La chanteuse Olivia Rodrigo a exprimé sa colère face aux critiques suscitées par une robe babydoll qu’elle portait lors d’une prestation scénique, dénonçant ce qu’elle considère comme une «normalisation de la pédophilie dans notre culture». L’artiste de 23 ans s’est confiée sur ce sujet lors d’un entretien accordé à un podcast américain.

La polémique est née après son concert donné le 8 mai au Théâtre Grec de Barcelone, dans le cadre des concerts du Spotify Billions Club. Olivia Rodrigo y portait une robe courte et bouffante à motifs floraux, un vêtement qu’elle arbore également sur la pochette de son prochain album. Sur les réseaux sociaux, certains internautes lui ont reproché d’adopter un style jugé «juvénile», l’accusant de mêler une apparence enfantine à une mise en scène sexualisée, allant jusqu’à évoquer la promotion de contenus pédopornographiques.

Une réaction indignée

Dans son intervention, la chanteuse a expliqué que ces commentaires la «mettaient très en colère». Elle a souligné le paradoxe selon lequel des tenues plus dénudées, comme un soutien-gorge scintillant et un short court, n’avaient jamais soulevé de tollé, alors qu’une robe couvrant entièrement son corps mais considérée comme «enfantine» était soudainement jugée «inappropriée».

« Ce qui est vraiment troublant, c’est que j’ai porté des tenues révélatrices sur scène. Je me suis produite avec un soutien-gorge brillant et un short, ce qui est mon droit. C’était amusant, je me sentais bien et à l’aise. Et cela n’était pas considéré comme “inapproprié” – mais le fait que je sois entièrement couverte dans une robe que les gens jugent puérile l’était, a-t-elle déclaré. Je pense que cela montre à quel point nous normalisons la pédophilie dans notre culture. »

Un discours sur la responsabilité

Olivia Rodrigo a également dénoncé le discours social qui place la faute sur les femmes. « C’est aussi cette rhétorique qu’on nous inculque depuis notre plus jeune âge : “Ne porte pas ça parce qu’alors un homme va sexualiser ton corps et ce sera de ta faute.” C’est tellement bizarre », a-t-elle ajouté. Dans des propos rapportés par d’autres médias, elle a lancé : « Je ne devrais pas être tenue responsable qu’un homme me sexualise. »

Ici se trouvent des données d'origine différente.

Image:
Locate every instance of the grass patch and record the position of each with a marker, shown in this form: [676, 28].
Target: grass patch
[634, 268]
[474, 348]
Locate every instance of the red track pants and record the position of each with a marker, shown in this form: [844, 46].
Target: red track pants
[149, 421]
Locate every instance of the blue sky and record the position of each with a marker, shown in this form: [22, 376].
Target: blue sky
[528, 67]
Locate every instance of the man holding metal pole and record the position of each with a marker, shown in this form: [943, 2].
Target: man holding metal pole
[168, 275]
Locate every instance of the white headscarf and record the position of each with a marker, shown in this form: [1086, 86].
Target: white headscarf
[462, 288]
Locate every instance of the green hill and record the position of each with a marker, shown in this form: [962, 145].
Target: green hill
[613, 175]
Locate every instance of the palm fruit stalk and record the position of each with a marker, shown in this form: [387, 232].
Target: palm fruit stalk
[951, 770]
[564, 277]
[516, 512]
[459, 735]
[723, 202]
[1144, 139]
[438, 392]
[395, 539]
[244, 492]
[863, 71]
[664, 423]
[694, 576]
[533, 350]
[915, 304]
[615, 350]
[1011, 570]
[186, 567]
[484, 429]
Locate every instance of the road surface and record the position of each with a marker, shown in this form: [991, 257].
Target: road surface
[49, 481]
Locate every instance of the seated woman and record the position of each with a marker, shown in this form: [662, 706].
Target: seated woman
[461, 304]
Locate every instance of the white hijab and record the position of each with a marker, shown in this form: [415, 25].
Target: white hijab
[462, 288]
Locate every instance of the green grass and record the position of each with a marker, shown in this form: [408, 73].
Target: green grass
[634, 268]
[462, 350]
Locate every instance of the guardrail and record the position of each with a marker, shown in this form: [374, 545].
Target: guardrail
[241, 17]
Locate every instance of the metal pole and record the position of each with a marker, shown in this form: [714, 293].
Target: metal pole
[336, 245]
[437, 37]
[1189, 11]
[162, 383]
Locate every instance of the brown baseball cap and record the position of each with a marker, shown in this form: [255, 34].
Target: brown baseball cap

La chanteuse voit dans la controverse un symptôme d’une culture plus large où les femmes sont jugées en fonction de réactions masculines sur lesquelles elles n’ont aucun contrôle. Elle estime que l’indignation sélective, ciblant une robe couvrante mais à l’esthétique «babydoll», révèle des attitudes sexistes profondément ancrées.

Une tendance vestimentaire sous le feu des critiques

La robe babydoll, popularisée dans les années 1960 et revenue à la mode récemment, suscite régulièrement des débats. Son style, qui rappelle les vêtements pour enfants, est souvent associé à une forme de féminité naïve. Pour Olivia Rodrigo, le fait même que ce style soit sexualisé par certains observateurs prouve un problème systémique.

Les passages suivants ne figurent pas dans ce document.